South Africa is likely to miss forecasts for corn production this year because dry weather conditions have delayed plantings and possible frost at the end of the season may hurt the crop, the Agricultural Business Chamber said.

The chamber had estimated production for the 2018-19 season at 12.2 million tons, it said in an emailed statement Monday. Late summer rains in the Free State and North West provinces mean farmers planted after the optimal window to sow closed in mid-December, it said. By Jan. 11, 60 percent of the intended area for the North West was planted, while the figure was 70 percent for the Free State, while other regions managed to plant typical areas, the chamber said.

The dynamic suggests that the intended area of 2.44 million hectares for corn in the 2018-19 season could probably fall by about 19 percent to 1.98 million hectares, said Wandile Sihlobo, the head of agribusiness research at the chamber.
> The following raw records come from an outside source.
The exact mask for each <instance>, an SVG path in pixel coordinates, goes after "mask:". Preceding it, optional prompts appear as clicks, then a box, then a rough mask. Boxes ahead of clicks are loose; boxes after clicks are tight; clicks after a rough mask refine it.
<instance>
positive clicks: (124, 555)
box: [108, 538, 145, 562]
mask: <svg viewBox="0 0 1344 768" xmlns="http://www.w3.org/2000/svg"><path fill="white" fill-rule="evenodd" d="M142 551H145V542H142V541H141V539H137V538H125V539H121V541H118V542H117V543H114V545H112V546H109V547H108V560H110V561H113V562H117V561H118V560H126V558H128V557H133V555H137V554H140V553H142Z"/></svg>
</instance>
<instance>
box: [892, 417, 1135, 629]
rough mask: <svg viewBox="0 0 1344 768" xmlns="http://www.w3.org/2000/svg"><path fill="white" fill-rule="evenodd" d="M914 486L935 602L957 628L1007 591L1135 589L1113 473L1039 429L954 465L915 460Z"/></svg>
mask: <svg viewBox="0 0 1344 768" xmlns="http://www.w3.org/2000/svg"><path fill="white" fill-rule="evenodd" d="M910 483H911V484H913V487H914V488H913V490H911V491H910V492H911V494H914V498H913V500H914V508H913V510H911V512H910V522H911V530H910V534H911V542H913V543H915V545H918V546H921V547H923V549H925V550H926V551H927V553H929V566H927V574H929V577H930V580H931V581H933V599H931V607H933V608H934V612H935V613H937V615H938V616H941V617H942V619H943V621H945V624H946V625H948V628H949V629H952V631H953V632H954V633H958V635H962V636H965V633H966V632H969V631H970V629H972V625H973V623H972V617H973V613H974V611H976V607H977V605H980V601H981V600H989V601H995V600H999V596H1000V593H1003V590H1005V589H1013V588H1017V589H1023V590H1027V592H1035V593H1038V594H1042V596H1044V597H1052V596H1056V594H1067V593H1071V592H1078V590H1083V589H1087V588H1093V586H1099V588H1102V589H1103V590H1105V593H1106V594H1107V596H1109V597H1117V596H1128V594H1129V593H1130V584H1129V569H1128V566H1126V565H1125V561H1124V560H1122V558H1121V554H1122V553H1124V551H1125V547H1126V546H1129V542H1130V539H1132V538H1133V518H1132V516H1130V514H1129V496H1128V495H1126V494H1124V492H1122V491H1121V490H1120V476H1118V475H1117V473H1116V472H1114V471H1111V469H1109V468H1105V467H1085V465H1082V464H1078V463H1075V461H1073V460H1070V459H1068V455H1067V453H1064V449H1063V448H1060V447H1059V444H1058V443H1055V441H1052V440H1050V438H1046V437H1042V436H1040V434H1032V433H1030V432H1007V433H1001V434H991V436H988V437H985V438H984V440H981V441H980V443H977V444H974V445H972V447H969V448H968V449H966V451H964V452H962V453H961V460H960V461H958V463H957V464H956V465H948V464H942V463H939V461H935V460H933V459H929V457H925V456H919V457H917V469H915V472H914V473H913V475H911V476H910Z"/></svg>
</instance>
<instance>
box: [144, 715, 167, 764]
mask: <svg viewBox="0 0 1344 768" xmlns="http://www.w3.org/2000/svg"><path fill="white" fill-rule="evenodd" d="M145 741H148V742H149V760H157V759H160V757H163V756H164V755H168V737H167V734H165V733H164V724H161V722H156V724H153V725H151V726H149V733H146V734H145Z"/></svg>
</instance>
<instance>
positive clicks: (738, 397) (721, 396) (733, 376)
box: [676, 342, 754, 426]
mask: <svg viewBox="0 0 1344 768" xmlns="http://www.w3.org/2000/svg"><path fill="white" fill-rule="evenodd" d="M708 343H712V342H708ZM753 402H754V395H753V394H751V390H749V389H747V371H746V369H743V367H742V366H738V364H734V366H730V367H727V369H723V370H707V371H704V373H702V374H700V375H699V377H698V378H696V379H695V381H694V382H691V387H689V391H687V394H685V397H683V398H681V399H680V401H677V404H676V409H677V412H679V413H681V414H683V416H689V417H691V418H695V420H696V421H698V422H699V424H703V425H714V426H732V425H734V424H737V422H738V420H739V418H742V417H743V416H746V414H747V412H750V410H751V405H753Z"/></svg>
“This would be almost in line with the area planted during the drought period of 2015-16 production year. At that time, South African maize production amounted to 7.8 million tons, turning the country into a net importer, as annual maize consumption is roughly 10.8 million tons,” he said.

 The country is Africa’s top corn producer but profitability has been squeezed as a record crop in 2016-17 that boosted stocks was followed by another good harvest in 2018. Rainfall in 2015 was the lowest since records began in 1904 because of El Nino, with cities including Johannesburg recording their highest temperatures yet. Cape Town, among the continent’s top tourist destinations, is recovering from its worst drought that’s seen water rationing.